A lot of that's going on in the UK at the moment.
And I'm just going to say to people, I have the backing and the confidence to know that my position is a good one.
So I'm impartial.
And whenever I commission someone, I say, I don't want you to tell me what I want to hear.
I want you to tell me what It's the truth.
So we're going to release over the next few months several papers that will give people the power to decide what they think.
I hope to create discussions in people's houses and homes and dinner tables and hearts, not me bang a drum saying that I know what the answer is.

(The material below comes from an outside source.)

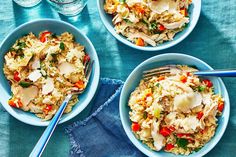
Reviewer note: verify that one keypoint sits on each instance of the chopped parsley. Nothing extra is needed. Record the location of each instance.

I don't know what the answer is, and my views are not the answer.
The answer is the conversation, and I'm just one of millions and millions of voices.
Where can people get more information about this movement that you're leading?
So they can follow me, which is as long as on Twitter, as long as they don't mind videos of my annoying dogs, who I love, or the Reclaim Party on Twitter.
And I think the Reclaim Party Reclaimparty.co.uk is that.
And we have Facebook and all of these things as well.
But yeah, you'll find us.
If you type in the Reclaim Party, you'll end up staring at a picture of my ugly mug.
Any final thoughts before we finish up, Lawrence?
Well, I'm so pleased that I was introduced to you, Jan, actually, because my dad, who's...
I've got so much...
Well, that's very, very kind words, Lawrence, and such a pleasure to have you on.